EN was associated with an increased rate of overall morbidity compared with no nutritional supplementation in one observational study (43.3% versus 28.1%, p not reported), but was associated with a lower morbidity rate in one retrospective study (65.3% versus 92.7%, p not reported). EN was associated with a shorter duration of hospital stay (13.9 versus 14.8 mean days, statistical significance not reported) compared with the control.

Studies in patients undergoing resection of gastrointestinal cancers. None of the studies reported outcome data separately for different types of surgery.

Cyclical versus non-cyclical EN.

Cyclical EN was associated with significantly fewer mean days to resumption of normal diet (12.2 versus 15.7, p=0.04) compared with continuous EN (one RCT, n=57), but there was no significant difference between treatments in the number of days of nasogastric intubation (p=0.82).

Authors' conclusions

Cyclical routine post-operative EN appeared to be the optimal method of delivering nutritional support; routine TPN was not beneficial.

CRD commentary

The review addressed a clear question; inclusion criteria for the study design and outcomes were broad. The search strategy was limited to English language reports in two electronic databases, which raises the possibility of missing studies and publication and language bias. The methods used to select studies and extract the data were not described, so it is not known whether any efforts were made to reduce reviewer errors and bias. Since study validity was not assessed, the results from these studies and any synthesis might not be reliable. The results from the individual studies were presented clearly, whereas the reporting of other study characteristics was limited. The narrative synthesis was appropriate given the variability among the included studies, but the presentation was limited. In view of the limited search, lack of reporting, limitations in review methods, lack of an assessment of validity, and basing the conclusion regarding the optimal effect of cyclical EN on one relatively small RCT of unknown quality, the authors' conclusion may not be reliable.
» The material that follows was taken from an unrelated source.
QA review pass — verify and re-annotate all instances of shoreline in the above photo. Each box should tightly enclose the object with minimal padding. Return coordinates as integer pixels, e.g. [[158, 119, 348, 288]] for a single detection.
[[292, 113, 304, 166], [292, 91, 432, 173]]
Implications of the review for practice and research

Practice: The authors stated that the pre-operative nutritional status should be considered in patients undergoing pancreaticoduodenectomy and that these patients should be given cyclical EN post-operatively.

Research: The authors did not state any implications for further research.

Bibliographic details

Goonetilleke K S, Siriwardena A K. Systematic review of peri-operative nutritional supplementation in patients undergoing pancreaticoduodenectomy. Journal of the Pancreas 2006; 7(1): 5-13. [PubMed: 16407613]

Indexing Status

Subject indexing assigned by NLM

MeSH

Clinical Trials as Topic; Enteral Nutrition; Gastrointestinal Neoplasms /mortality /physiopathology /surgery; Humans; Nutritional Status; Nutritional Support; Pancreatic Neoplasms /mortality /physiopathology /surgery; Pancreaticoduodenectomy; Parenteral Nutrition, Total /adverse effects; Perioperative Care /methods; Postoperative Care; Postoperative Complications /etiology /physiopathology /prevention & control; Postoperative Period; Preoperative Care; Randomized Controlled Trials as Topic; Weight Loss

AccessionNumber

12006003686

Database entry date

31/07/2007

Record Status

This is a critical abstract of a systematic review that meets the criteria for inclusion on DARE. Each critical abstract contains a brief summary of the review methods, results and conclusions followed by a detailed critical assessment on the reliability of the review and the conclusions drawn.

CRD has determined that this article meets the DARE scientific quality criteria for a systematic review.